Venlo, the Netherlands, and Redwood City, California, June 13, 2023 (GLOBE NEWSWIRE) -- QIAGEN (NYSE: QGEN; Frankfurt Prime Standard: QIA) today announced that its variant interpretation and reporting software, QIAGEN Clinical Insight (QCI) Interpret, is being deployed as a part of a national initiative in Denmark to offer sequencing-based solutions for cancer patients.

The QCI Interpret solution was chosen by the Danish National Genome Center to provide interpretation of oncology results generated from whole-genome sequencing (WGS) data. The initiative is part of a larger personalized medicine strategy that aims to provide WGS as the standard-of-care for relevant patient groups throughout Denmark.

Denmark is one of the first countries in the world to implement WGS as standard-of-care for oncology at this scale, and to adopt QCI Interpret to support the national initiative. The country aims to gain sufficient genetic data to truly utilize the power of genomics in personalized medicine to improve outcomes for patients through better cancer diagnosis and treatment decisions.

“We are pleased to partner with the Danish National Genome Center in this landmark program to provide nationwide access to the power of sequencing for cancer patients in Denmark,” said Jonathan Sheldon, Executive Vice President and Head of QIAGEN Digital Insights. “Denmark is taking a visionary approach to aggregating genomic data and combining it with clinical information on cancer patients to develop enhanced population-specific knowledge and reference sets for the country’s residents. This will serve as a foundation for effective precision medicine capabilities for years to come. This partnership also demonstrates QIAGEN’s ability to support national precision medicine programs in terms of infrastructure and technology support. Together we are determined to advance the power of molecular insights from bench to bedside.”

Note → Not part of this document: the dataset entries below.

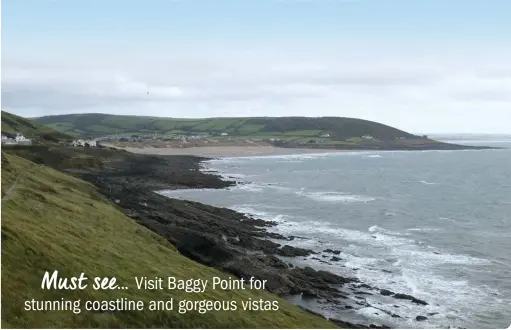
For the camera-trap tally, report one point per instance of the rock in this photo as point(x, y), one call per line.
point(332, 251)
point(346, 325)
point(290, 251)
point(312, 312)
point(385, 292)
point(308, 293)
point(408, 297)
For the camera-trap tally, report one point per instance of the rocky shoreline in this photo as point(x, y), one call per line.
point(220, 237)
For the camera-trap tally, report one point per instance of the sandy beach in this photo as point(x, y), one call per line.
point(228, 151)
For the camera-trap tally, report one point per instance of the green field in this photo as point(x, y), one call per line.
point(52, 221)
point(339, 128)
point(12, 124)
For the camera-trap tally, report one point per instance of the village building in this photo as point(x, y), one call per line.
point(84, 143)
point(19, 139)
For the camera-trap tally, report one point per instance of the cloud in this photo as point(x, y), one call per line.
point(427, 94)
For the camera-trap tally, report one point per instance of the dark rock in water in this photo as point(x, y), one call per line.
point(347, 325)
point(308, 293)
point(385, 292)
point(312, 312)
point(275, 236)
point(338, 295)
point(217, 237)
point(290, 251)
point(408, 297)
point(322, 261)
point(275, 262)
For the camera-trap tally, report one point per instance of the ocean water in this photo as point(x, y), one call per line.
point(433, 224)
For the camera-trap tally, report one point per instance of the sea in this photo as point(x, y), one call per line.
point(432, 224)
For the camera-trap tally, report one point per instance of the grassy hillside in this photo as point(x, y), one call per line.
point(12, 124)
point(51, 220)
point(339, 128)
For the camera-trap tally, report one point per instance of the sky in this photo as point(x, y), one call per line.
point(425, 66)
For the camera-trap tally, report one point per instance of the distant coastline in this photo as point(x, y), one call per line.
point(246, 151)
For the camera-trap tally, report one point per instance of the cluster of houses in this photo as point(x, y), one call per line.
point(85, 143)
point(19, 139)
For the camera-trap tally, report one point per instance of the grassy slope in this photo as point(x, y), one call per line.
point(339, 128)
point(12, 124)
point(54, 221)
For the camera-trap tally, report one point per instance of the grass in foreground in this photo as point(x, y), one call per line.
point(51, 220)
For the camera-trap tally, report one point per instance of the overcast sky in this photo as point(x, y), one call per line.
point(426, 66)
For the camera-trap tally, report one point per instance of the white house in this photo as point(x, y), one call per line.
point(20, 139)
point(83, 143)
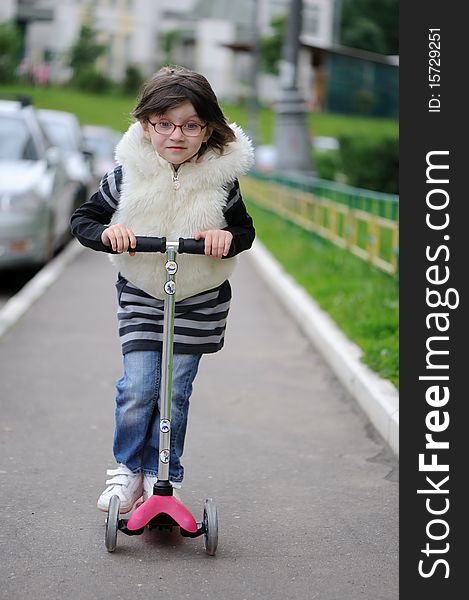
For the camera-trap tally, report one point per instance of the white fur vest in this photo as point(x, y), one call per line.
point(153, 203)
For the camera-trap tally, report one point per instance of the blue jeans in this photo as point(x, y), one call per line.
point(136, 437)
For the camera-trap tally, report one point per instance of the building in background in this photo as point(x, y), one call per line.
point(215, 38)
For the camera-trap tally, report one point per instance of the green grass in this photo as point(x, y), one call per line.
point(362, 300)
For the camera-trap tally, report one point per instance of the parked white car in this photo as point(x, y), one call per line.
point(36, 195)
point(64, 130)
point(101, 142)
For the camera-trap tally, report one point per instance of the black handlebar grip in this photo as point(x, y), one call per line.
point(150, 244)
point(190, 246)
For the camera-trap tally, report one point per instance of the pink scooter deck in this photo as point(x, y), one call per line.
point(157, 505)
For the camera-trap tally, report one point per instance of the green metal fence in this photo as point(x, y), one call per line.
point(365, 223)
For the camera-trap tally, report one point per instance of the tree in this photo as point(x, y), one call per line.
point(270, 47)
point(86, 50)
point(10, 46)
point(371, 25)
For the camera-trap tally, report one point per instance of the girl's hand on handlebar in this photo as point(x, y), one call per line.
point(217, 242)
point(119, 237)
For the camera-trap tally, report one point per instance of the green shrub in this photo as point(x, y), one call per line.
point(133, 81)
point(370, 163)
point(326, 164)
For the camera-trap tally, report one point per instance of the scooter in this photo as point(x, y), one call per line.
point(162, 510)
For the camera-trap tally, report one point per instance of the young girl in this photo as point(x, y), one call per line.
point(176, 176)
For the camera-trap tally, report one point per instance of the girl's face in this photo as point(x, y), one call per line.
point(175, 147)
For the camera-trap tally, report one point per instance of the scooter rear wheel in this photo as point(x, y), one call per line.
point(112, 523)
point(211, 527)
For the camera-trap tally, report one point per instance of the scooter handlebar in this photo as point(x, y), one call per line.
point(155, 244)
point(150, 244)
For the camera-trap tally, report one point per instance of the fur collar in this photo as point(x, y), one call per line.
point(138, 155)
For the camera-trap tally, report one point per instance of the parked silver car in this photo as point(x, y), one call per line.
point(36, 196)
point(64, 130)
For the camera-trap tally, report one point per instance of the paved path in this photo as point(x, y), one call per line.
point(306, 490)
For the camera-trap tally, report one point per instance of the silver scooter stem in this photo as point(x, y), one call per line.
point(167, 362)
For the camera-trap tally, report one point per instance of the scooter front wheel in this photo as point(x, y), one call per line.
point(211, 527)
point(112, 523)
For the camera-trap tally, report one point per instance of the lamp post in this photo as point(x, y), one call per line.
point(292, 139)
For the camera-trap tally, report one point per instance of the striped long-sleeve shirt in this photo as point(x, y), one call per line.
point(200, 321)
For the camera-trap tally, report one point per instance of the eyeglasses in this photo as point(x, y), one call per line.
point(189, 129)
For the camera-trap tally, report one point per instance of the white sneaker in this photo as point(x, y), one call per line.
point(123, 483)
point(148, 483)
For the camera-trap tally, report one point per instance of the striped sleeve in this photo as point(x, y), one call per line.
point(110, 187)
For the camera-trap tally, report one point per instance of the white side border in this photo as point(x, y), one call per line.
point(377, 397)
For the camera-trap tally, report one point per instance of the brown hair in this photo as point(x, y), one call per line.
point(172, 86)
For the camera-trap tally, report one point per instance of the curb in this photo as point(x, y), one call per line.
point(378, 397)
point(21, 302)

Denmark has strict requirements for data privacy and security, requiring all data to be processed and stored within the country and only accessed from within the National Genome Center infrastructure. QCI Interpret, allows authorized staff from labs across the country to interpret whole genome sequencing data consistently and efficiently while meeting data privacy and security requirements.

“QCI Interpret delivers evidence-based variant interpretation and reporting, adheres to the highest level of data security and privacy, and allows for flexibility at distributed testing sites throughout the country that use different next-generation sequencing instruments. The platform is an agnostic solution that can be easily integrated with any pipeline to enable users to go from variant calls to final report within minutes,” said Dan Richards, Vice President of Clinical Product Management at QIAGEN Digital Insights.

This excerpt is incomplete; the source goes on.